Evan Goodman

Stopping self destructive behaviour

What happens when a business owner has self-destructive or business harming leadership behaviours? What happens when family members don’t get on well in business? What do we do? How do they change?

It makes me think of my favourite skit of all time (watch here), starring Bob Newhart. (Younger clients might struggle to recognise that name!). The premise is a person coming into a psychiatrist’s office with a distressing behaviour. The patient goes on with a long description and the psychiatrist replies with two words “stop it”. She continues with her tales of woe and his volume increases but the message stays the same — STOP IT.

I agree with Bob. It’s easier to stop negative behaviours than it is to establish new ones; most problems in the workplace (and at home) are behavioural. The best part is stopping? It is often enough to make things change.

For example, if you respond to every comment with “but” (a great conversation killer if there ever was one because it basically negates everything the person just said). If you simply stop saying that word, you would be making enormous strides in making the speaker feel heard. No need for something new, simply quit the old.

The list is endless.
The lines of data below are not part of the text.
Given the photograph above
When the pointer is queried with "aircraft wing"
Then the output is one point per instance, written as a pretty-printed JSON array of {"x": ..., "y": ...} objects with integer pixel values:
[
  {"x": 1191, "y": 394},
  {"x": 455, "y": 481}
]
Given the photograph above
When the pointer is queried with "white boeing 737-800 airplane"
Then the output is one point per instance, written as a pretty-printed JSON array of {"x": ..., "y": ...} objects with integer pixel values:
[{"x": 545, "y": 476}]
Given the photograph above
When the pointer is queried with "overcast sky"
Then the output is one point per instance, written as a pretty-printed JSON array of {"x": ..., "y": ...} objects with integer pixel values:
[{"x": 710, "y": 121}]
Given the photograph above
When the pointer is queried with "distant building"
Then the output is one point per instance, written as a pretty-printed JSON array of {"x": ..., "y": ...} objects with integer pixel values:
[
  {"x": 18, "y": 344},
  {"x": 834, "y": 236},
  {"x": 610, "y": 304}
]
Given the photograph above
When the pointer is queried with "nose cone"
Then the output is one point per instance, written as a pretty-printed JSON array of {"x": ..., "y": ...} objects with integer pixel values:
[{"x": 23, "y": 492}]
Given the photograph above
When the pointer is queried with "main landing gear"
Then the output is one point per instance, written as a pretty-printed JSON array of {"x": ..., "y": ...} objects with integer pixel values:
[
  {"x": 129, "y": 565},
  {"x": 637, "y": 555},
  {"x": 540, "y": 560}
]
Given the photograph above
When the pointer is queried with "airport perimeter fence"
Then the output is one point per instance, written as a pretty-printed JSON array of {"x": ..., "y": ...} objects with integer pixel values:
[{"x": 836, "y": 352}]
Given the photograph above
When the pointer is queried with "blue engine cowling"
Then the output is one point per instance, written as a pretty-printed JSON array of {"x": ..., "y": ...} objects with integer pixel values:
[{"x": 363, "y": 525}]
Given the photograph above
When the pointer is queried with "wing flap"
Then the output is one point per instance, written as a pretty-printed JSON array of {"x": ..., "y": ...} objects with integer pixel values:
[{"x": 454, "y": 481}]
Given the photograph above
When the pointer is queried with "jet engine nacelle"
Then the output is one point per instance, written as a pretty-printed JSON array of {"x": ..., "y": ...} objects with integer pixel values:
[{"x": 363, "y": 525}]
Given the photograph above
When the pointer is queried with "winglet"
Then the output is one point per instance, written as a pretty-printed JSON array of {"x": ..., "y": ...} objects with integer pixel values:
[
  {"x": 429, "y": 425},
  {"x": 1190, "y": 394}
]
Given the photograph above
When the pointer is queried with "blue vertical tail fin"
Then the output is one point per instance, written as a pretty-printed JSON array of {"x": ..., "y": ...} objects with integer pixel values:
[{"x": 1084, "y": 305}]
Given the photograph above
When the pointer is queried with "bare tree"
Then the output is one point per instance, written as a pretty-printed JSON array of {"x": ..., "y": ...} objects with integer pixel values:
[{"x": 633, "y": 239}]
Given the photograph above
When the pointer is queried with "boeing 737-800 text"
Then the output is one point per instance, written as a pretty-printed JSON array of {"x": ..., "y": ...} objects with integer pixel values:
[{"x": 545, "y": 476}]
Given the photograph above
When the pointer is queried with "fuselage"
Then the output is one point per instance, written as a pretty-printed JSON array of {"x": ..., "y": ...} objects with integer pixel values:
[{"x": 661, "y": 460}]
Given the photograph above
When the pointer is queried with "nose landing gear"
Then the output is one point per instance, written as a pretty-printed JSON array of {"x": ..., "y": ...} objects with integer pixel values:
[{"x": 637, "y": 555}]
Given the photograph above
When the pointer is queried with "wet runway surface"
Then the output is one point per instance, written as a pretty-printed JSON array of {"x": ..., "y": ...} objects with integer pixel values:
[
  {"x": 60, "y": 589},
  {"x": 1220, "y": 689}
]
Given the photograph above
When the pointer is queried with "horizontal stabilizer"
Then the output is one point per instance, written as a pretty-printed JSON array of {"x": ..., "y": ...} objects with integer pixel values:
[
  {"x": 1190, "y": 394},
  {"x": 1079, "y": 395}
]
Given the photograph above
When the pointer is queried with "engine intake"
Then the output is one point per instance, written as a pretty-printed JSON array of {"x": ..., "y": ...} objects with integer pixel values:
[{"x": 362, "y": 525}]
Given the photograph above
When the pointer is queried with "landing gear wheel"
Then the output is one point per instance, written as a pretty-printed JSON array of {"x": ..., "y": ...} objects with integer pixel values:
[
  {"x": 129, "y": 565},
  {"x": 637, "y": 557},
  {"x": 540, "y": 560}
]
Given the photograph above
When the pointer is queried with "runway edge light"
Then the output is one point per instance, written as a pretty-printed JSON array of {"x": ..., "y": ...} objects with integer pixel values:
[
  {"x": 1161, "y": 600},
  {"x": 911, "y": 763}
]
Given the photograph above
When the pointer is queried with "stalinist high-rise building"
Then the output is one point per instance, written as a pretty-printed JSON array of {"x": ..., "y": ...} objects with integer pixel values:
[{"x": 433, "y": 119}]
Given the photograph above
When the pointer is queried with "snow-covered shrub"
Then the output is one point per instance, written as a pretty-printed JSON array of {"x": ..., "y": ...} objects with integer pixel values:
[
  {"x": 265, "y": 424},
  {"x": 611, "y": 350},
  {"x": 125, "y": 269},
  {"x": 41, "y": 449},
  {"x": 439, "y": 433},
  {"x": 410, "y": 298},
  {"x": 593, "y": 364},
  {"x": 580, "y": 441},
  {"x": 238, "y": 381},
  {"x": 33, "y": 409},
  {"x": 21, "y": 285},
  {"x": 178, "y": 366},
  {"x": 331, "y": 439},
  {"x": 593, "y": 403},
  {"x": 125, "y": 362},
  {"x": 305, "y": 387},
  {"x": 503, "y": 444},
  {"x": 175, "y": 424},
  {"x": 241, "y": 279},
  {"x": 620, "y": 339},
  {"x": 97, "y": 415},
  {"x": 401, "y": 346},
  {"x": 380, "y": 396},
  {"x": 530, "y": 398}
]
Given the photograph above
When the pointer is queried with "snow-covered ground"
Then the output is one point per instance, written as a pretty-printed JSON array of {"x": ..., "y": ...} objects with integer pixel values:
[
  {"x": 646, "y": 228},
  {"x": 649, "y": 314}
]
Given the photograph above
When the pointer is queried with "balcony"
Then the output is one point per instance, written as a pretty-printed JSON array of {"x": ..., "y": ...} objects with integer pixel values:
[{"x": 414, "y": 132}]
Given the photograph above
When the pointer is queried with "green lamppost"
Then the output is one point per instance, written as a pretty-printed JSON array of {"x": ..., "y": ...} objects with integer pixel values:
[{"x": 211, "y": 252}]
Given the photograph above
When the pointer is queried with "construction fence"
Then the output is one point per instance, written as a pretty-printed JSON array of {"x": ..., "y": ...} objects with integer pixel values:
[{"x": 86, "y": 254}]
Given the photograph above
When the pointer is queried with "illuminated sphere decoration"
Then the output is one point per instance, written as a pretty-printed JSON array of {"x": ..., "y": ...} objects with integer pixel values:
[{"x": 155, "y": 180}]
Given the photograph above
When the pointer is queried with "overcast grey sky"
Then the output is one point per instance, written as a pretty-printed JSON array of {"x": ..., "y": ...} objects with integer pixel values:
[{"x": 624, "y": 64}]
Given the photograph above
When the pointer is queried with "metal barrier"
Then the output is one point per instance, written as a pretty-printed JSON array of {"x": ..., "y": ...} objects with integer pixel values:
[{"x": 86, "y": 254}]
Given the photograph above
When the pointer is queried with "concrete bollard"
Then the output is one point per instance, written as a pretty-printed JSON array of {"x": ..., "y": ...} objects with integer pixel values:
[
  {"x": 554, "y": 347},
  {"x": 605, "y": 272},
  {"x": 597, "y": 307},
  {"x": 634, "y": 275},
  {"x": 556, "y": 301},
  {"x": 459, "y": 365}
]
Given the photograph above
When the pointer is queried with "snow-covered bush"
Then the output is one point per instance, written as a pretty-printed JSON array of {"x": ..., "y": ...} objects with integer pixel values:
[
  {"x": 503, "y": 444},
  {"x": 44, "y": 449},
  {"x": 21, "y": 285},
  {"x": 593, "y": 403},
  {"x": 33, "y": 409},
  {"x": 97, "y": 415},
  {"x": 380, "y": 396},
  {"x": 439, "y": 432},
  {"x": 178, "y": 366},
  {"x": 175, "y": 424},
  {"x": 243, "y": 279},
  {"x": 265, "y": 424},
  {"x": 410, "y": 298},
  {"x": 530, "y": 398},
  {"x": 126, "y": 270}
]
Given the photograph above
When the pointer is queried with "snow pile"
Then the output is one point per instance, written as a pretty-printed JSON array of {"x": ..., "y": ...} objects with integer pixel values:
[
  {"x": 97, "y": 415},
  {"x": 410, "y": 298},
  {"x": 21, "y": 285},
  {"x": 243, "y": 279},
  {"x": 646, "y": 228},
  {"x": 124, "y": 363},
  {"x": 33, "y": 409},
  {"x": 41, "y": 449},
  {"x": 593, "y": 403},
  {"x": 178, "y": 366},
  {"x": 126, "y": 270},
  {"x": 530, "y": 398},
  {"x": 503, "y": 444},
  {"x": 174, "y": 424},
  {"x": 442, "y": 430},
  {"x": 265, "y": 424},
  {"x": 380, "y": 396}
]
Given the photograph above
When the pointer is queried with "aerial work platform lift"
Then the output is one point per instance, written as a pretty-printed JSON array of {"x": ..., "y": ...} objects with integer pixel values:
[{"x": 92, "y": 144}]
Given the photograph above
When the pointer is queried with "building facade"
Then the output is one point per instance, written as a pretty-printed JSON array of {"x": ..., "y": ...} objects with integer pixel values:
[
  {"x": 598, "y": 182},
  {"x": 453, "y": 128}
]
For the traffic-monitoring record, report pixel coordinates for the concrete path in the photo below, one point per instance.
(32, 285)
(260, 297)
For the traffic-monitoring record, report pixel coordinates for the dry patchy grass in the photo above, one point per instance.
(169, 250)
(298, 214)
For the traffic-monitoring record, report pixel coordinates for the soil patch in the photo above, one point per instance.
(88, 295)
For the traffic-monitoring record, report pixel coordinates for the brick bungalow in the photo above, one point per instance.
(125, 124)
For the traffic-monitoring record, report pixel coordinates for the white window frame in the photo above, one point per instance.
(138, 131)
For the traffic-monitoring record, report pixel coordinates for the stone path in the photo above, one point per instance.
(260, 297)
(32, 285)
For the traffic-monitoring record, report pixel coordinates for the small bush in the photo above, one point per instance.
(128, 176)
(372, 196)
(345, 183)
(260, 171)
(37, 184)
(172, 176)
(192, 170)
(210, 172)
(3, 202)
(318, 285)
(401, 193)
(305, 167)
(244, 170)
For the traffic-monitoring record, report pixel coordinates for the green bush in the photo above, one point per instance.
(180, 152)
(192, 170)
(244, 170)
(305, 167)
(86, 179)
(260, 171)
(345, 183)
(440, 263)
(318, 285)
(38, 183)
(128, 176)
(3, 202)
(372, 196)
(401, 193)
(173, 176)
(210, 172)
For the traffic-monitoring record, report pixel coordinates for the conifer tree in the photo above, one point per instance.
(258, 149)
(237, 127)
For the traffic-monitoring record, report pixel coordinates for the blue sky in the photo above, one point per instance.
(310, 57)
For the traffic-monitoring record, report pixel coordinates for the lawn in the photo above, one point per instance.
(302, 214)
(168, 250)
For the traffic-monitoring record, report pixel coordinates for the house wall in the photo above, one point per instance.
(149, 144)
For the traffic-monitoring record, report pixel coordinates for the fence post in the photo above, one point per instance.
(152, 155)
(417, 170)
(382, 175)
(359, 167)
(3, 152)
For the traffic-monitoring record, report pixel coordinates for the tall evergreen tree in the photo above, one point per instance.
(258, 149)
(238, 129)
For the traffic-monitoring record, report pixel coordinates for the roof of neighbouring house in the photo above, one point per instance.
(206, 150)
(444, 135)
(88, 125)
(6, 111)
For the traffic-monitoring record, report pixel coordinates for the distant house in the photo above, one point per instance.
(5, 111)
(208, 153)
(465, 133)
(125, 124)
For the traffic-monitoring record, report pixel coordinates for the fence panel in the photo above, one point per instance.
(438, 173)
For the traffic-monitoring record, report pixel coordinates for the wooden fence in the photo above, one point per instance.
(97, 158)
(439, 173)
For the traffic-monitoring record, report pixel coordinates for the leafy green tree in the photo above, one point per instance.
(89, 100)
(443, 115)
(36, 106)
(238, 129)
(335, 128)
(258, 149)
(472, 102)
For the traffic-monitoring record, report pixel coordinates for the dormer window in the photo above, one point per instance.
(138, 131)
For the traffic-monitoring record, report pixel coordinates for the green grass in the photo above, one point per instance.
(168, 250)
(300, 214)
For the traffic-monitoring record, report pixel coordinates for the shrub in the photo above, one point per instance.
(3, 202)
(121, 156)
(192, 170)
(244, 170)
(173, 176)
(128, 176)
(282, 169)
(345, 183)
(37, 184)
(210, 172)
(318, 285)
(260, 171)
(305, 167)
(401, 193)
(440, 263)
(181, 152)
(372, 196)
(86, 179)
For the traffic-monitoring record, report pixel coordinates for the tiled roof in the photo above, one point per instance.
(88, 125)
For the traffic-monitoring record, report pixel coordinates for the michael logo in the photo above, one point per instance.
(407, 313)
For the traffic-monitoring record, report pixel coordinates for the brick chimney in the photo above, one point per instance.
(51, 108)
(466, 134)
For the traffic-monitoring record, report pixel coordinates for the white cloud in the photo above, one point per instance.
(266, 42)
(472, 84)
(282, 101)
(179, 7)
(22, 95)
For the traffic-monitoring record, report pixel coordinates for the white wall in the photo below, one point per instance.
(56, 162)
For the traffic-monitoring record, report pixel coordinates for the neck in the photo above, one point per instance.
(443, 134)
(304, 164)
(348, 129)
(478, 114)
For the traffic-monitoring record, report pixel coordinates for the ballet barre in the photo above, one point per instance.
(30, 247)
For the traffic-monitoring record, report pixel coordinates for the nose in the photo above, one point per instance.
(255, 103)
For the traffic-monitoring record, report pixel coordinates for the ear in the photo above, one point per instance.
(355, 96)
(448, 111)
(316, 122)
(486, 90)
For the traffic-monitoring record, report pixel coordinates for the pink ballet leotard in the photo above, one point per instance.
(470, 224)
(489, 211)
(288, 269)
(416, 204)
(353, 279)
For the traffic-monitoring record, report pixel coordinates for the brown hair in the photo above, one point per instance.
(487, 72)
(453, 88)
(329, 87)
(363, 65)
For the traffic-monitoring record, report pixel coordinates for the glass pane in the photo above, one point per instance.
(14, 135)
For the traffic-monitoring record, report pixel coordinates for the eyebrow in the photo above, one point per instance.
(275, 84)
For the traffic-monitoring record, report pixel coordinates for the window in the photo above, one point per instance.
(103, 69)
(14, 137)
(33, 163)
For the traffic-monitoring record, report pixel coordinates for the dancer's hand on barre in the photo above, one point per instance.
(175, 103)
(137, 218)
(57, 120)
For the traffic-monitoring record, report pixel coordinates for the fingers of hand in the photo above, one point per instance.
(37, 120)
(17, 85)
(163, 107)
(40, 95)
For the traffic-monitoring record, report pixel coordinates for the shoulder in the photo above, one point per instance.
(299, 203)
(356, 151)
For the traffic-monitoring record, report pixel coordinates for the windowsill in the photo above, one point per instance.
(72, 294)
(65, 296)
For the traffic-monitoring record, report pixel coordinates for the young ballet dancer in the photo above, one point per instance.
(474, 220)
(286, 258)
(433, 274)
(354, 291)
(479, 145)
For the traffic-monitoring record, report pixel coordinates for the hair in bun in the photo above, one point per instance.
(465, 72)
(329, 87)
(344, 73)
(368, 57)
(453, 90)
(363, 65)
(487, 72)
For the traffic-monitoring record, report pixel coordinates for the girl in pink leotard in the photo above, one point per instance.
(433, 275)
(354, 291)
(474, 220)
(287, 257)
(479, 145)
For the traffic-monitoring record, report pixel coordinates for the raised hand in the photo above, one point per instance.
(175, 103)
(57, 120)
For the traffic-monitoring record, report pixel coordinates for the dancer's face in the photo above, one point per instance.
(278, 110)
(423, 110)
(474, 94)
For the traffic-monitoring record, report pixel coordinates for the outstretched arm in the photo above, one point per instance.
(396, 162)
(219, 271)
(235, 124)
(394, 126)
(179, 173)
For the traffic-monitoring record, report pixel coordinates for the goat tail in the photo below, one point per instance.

Here’s a few:

  • Stop interrupting.
  • Stop taking all the credit.
  • Stop doing your staff’s job.
  • Stop blaming others.
  • Stop offering advice to people who don’t want it.
  • Stop using anger as your default emotion.
  • Stop sitting in your chair all day.
  • Stop punishing the messenger.

Like any behaviour change, admitting you do it and then catching yourself in the act is half the battle. Stopping may be the final solution. If you feel the need to take it further, you then have the opportunity to find a replacement and practice it, though you’d be amazed how often these steps are not necessary.

Check yourself. What is it that you do or say that is harmful to yourself and others? We all have something. Can you imagine deleting it from your repertoire? Do you have a trusted colleague who could help you in your quest? Literally keep score (play to your competitive side) and record incremental progress. Don’t be surprised if others notice change before you. It’s very common. Keep a tally of the benefits — how you feel, how others react to you, and what gets done. Venture into other areas and apply the same process. Admit you will stumble along the way but that progress is being made. Look forward and not back. Reward yourself for your accomplishment. Offer yourself as a role model — overtly and behind the scenes.